3.5 Arthroplasty. Arthroplasty is recommended for elderly patients with Neer4 fractures of the proximal humerus involving the articular surface, severe destruction of the blood supply to the humeral head, and possible postoperative humeral head necrosis. In elderly patients with generally well-displaced three- and four-part fractures, there is controversy as to whether to adopt incisional internal fixation or to perform hemiarthroplasty. Displaced four-part fractures are associated with a 21% to 75% rate of osteonecrosis, whereas this figure is only 8% to 26% in patients with insertional exostosis four-part fractures. This argument favors hemiarthroplasty in older patients with displaced comminuted proximal humeral fractures.
Gadea F et al. reported 138 cases in which a hemiarthroplasty was used and found an excellent rate of 88.13% for the prosthesis decade, 100% for the RA (rheumatoid arthritis) group, 94.13% for the AN (avascular necrosis) group, and 94.13% for the PO (primary osteoarthritis) group. (primary osteoarthritis) group 81.5%, Cuff tear group 76.8% Constant-Murley score, RA group 55.3, AN group 60.7, PO group 57.7, Cuff tear group 46.2.
It was found that hemiarthroplasty was more effective than RA and rotator cuff injury for simple osteonecrosis. In recent years, reverse shoulder arthroplasty has been recognized in clinical applications and is better than hemiarthroplasty for postoperative shoulder function, especially for rotational function.
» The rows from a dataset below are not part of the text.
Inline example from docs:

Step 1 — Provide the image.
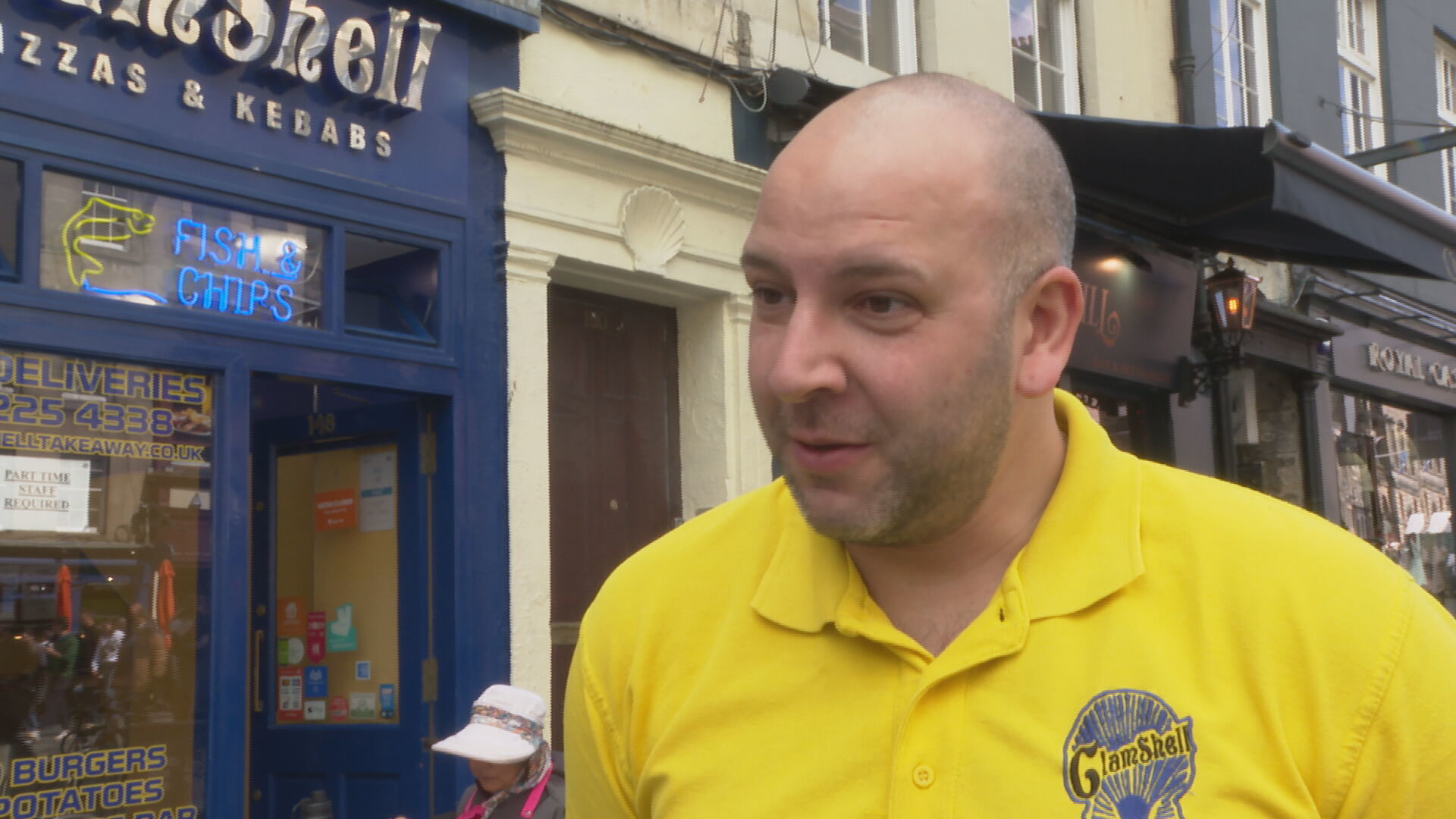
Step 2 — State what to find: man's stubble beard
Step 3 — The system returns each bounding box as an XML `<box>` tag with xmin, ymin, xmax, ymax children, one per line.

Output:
<box><xmin>779</xmin><ymin>321</ymin><xmax>1012</xmax><ymax>547</ymax></box>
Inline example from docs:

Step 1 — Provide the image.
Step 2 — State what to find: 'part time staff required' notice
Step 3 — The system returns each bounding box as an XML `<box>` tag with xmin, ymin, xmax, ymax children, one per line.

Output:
<box><xmin>0</xmin><ymin>745</ymin><xmax>198</xmax><ymax>819</ymax></box>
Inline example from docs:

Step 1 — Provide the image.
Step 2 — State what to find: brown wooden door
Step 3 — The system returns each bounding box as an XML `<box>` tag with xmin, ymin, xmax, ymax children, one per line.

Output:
<box><xmin>548</xmin><ymin>284</ymin><xmax>682</xmax><ymax>748</ymax></box>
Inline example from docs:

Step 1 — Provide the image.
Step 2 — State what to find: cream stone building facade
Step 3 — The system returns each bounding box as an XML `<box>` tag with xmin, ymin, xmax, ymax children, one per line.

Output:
<box><xmin>472</xmin><ymin>0</ymin><xmax>1176</xmax><ymax>726</ymax></box>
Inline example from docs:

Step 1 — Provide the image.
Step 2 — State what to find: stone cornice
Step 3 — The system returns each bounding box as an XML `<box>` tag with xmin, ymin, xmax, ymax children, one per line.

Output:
<box><xmin>470</xmin><ymin>87</ymin><xmax>764</xmax><ymax>217</ymax></box>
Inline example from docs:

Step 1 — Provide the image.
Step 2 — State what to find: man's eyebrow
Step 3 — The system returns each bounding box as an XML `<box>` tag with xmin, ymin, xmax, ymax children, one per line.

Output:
<box><xmin>738</xmin><ymin>251</ymin><xmax>780</xmax><ymax>272</ymax></box>
<box><xmin>834</xmin><ymin>258</ymin><xmax>927</xmax><ymax>281</ymax></box>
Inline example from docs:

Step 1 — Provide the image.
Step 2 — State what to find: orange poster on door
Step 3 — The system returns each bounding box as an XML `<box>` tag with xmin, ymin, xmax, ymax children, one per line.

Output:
<box><xmin>313</xmin><ymin>487</ymin><xmax>359</xmax><ymax>532</ymax></box>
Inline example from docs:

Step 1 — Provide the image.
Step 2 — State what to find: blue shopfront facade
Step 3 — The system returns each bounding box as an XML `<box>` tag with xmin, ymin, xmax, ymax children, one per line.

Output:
<box><xmin>0</xmin><ymin>0</ymin><xmax>537</xmax><ymax>819</ymax></box>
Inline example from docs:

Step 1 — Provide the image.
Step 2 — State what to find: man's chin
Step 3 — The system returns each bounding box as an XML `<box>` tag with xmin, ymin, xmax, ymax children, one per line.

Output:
<box><xmin>786</xmin><ymin>475</ymin><xmax>881</xmax><ymax>541</ymax></box>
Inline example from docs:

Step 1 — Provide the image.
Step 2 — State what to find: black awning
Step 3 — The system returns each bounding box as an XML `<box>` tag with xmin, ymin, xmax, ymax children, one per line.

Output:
<box><xmin>1037</xmin><ymin>114</ymin><xmax>1456</xmax><ymax>280</ymax></box>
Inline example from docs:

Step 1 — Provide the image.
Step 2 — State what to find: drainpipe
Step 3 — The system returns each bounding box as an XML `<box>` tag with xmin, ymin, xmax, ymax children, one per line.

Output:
<box><xmin>1169</xmin><ymin>0</ymin><xmax>1198</xmax><ymax>125</ymax></box>
<box><xmin>1298</xmin><ymin>373</ymin><xmax>1329</xmax><ymax>517</ymax></box>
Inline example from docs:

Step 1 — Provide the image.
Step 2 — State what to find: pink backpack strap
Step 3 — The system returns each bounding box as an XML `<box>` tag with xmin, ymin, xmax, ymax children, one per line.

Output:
<box><xmin>521</xmin><ymin>762</ymin><xmax>555</xmax><ymax>819</ymax></box>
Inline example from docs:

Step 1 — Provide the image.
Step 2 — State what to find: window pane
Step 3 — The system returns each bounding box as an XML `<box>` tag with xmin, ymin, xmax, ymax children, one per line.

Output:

In a comparative study of 11 reverse shoulder replacements versus 12 hemi shoulder replacements, it was found that postoperative anterior flexion and ASES scores were better in patients with reverse shoulder replacements than in hemi shoulder replacements.
A study completed in 2011 showed that postoperative pain, functional scores, and revision rates at 20 years of follow-up were significantly different in patients with shoulder arthroplasty combined with rotator cuff injury and shoulder osteoarthritis or rheumatoid arthritis than in the control group.
4. Complications
Including stiffness of the shoulder joint, others include resting pain, postoperative infection, ischemic necrosis of the humeral head, failure of internal fixation, non-union of the fracture, and distant development of rotator cuff injury. Postoperative stiffness is the most common complication, which is caused by postoperative pain and adhesions in the tissues after prolonged braking. Therefore, intraoperative immobilization, appropriate postoperative bouts of pain, and encouragement of early functional exercise have positive significance in preventing soft tissue adhesions. If rehabilitation is not effective arthroscopic, capsular release, subacromial decompression and removal of any impingement producing metal can be performed.
Summary
The treatment of proximal humeral fractures is evolving with the understanding of fracture classification and innovations in surgical techniques and instrumentation. Orthopaedic surgeons should individualize the treatment plan for patients with proximal humerus based on the patient’s condition and fracture type. Treatment decisions should include assessing the vascularity of the humeral head, determining the best fixation, and taking local adjuncts to promote anatomic healing of the fracture and prevent postoperative complications. In light of the recent continuous development of locking plate technology and the maturation of shoulder prostheses, the clinical effectiveness of the new techniques is gradually being recognized by the industry, and the surgical treatment of proximal humeral fractures will be taken to a higher level.